Kennedy, a tall, lean New Englander with a shock of crisp brown hair, denied that he is an active candidate for the office and then made a flaming attack on what he called "the hesitant, moribund" Republican Administration.
Speaking at a McDowell County Democratic dinner celebrating the 75th birthday of former President Truman, Kennedy, 41, said the Administration had offered "many a bold platitude" as a substitute for a positive program.
He said Republican leadership had promised action on a variety of fronts, "as long as it's not too complicated, not too controversial, and doesn't cost money."
"We are given a glib phrase instead of leadership," he continued, "popular slogans instead of a program... today the choice might be said to lie between Main St. and Madison Ave. - and the Democratic Party is going right down Main St."
The speech climaxed a busy day for the multi-millionaire lawmaker who looks more like the rage of the teen-age set than like a leading contender for his party's presidential nomination.

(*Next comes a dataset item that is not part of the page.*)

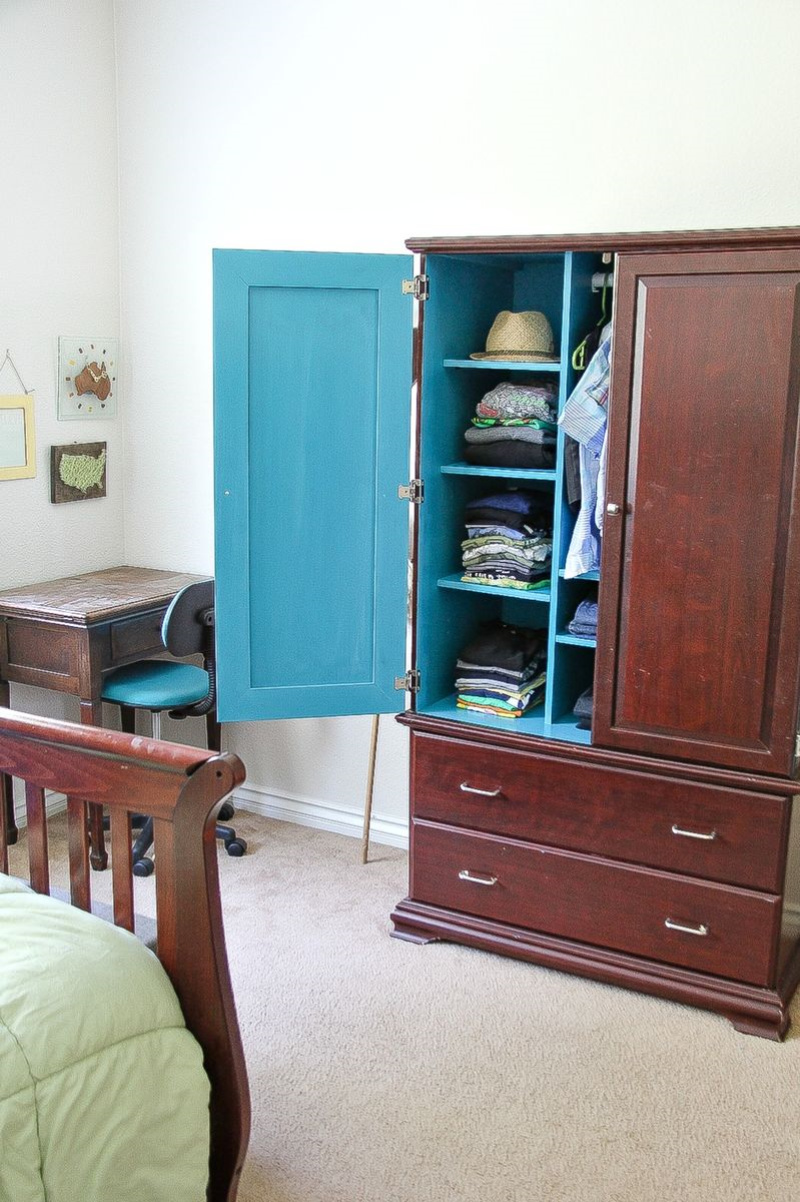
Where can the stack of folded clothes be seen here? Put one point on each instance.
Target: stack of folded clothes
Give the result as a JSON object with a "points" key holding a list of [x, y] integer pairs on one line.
{"points": [[502, 670], [509, 541], [514, 427], [584, 623]]}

His chartered plane landed shortly after 12:30 p. m. Saturday at Mercer County Airport near Princeton. He was whisked to Bluefield for a private luncheon; hustled to a Bluefield hotel where he shook hands with visitors; driven to Welch for a rally on the courthouse lawn; held a press conference, and left immediately to visit a coal mine.

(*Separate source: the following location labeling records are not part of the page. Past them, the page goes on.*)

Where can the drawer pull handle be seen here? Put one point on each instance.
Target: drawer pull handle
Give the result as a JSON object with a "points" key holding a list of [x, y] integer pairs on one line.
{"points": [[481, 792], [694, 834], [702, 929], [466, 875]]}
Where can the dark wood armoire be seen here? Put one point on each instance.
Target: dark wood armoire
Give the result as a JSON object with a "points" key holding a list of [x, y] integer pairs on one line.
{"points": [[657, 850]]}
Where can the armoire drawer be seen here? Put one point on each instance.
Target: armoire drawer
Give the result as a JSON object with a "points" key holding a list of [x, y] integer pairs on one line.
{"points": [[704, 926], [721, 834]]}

It was at the press conference that he denied that he was an active presidential candidate.
"I haven't made up my mind about that," he said, somewhat euphemistically. "I'll make public my decisions probably at the end of this year or early in 1960."
Despite his hectic schedule, which includes, a member of his staff said, about 6,000 speaking invitations a year, Kennedy appeared unflustered and completely relaxed.

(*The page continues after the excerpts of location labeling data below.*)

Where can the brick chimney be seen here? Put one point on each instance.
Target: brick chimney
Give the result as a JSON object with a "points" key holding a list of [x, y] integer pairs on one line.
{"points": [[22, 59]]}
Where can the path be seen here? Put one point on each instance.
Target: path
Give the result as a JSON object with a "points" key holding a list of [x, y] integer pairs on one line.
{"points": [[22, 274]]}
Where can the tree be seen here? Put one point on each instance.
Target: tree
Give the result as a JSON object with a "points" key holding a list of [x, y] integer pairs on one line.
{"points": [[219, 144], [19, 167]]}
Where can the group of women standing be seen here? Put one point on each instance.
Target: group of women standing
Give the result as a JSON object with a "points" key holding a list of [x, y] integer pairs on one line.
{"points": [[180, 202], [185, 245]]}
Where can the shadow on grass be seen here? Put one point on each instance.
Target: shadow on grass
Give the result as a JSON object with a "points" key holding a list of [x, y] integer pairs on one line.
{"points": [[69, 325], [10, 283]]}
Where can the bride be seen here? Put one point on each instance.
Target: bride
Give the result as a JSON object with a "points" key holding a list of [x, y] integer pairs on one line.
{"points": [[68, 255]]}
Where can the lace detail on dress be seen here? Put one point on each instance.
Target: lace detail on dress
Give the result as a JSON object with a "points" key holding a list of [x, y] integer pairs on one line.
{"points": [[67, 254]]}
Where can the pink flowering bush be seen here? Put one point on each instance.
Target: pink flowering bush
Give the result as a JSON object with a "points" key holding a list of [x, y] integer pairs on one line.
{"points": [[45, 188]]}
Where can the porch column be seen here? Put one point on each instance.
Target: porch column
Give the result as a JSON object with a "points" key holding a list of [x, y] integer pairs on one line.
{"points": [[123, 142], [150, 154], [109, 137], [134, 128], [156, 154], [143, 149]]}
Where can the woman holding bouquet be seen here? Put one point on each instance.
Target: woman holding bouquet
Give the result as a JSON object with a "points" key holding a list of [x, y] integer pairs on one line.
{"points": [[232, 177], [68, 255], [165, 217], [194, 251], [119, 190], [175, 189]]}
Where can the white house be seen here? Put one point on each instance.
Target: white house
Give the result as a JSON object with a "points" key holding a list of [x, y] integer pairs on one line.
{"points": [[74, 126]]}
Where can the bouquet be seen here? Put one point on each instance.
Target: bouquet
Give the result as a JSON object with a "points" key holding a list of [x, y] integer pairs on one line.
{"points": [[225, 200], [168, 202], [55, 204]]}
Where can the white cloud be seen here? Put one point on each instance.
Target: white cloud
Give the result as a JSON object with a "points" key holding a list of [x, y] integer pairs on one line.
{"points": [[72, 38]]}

He answered routine questions routinely: Was he now a candidate? What does he think of Stevenson? Does he think Vice President Nixon will be the Republican nominee? Could any Democrat have beaten Eisenhower in 1952 or 1956?
He brightened noticeably when someone asked him about the labor bill which bears his name and which passed the Senate in April. It is, he said, an excellent bill. "It does everything that needs to be done in the field. It is fair, strong, and in the public interest. I think people who are members of unions think this bill is in their interests... which it is."
He also offered an observation. His drive from Bluefield to Welch, a route that carves through some of the state's hardest-hit coal mining areas, upset him, he said.
"It made me think of ... legislation which will be of some use, which is the depressed areas bill," he said. "I think it's very important that we do something about depressed areas, which are as much a problem in my state as they are in yours."
In his speech, which was delivered to an overflow crowd at Welch Elementary School, he returned to the theme.
"We haven't eliminated the malignant effects of poverty, injustices and illness from the land. We haven't met the needs of some 4 million unemployed workers.... of the nearly 7,000 families in this, the richest land on earth, still trying to get by on less than $2,000 a year."
"We haven't met the needs of some million families housed under what the Bureau of the Census classifies as sub-standard conditions. We haven't ended the waste of our natural resources.. reversed the decay that is blighting some [of] our major cities... or, most tragic of all, found the means of stopping man's destruction of man.["]
Sen. Jennings Randolph (D-W.Va.) flew in from Washington with Kennedy. Among those who joined Kennedy here were State Sen. Ralph J. Bean, Judge Thornton Berry, Judge Harlan Calhoun, Rep. Elizabeth Kee (D-W.Va.), State Democratic Chairman Hulett Smith, Del. Harry Pauley, Atty. Gen. W. W. Barron, State Treasurer Orel Skeen, Secretary of State Joe Burdett, Judge Chauncey Browning.
He extended his remarks to include the ailing coal industry by saying it would be "the height of folly for this nation to permit its coal mines to be abandoned."
Future world needs, he said, "will place greater demands on all our sources of fuel and energy than any previously experienced or even predicted."
Kennedy observed that coal has "hidden properties" not yet fully explored. He endorsed a federally directed industrial research program for coal.
"This is no time to call it quits," he said, "when the future is so bright."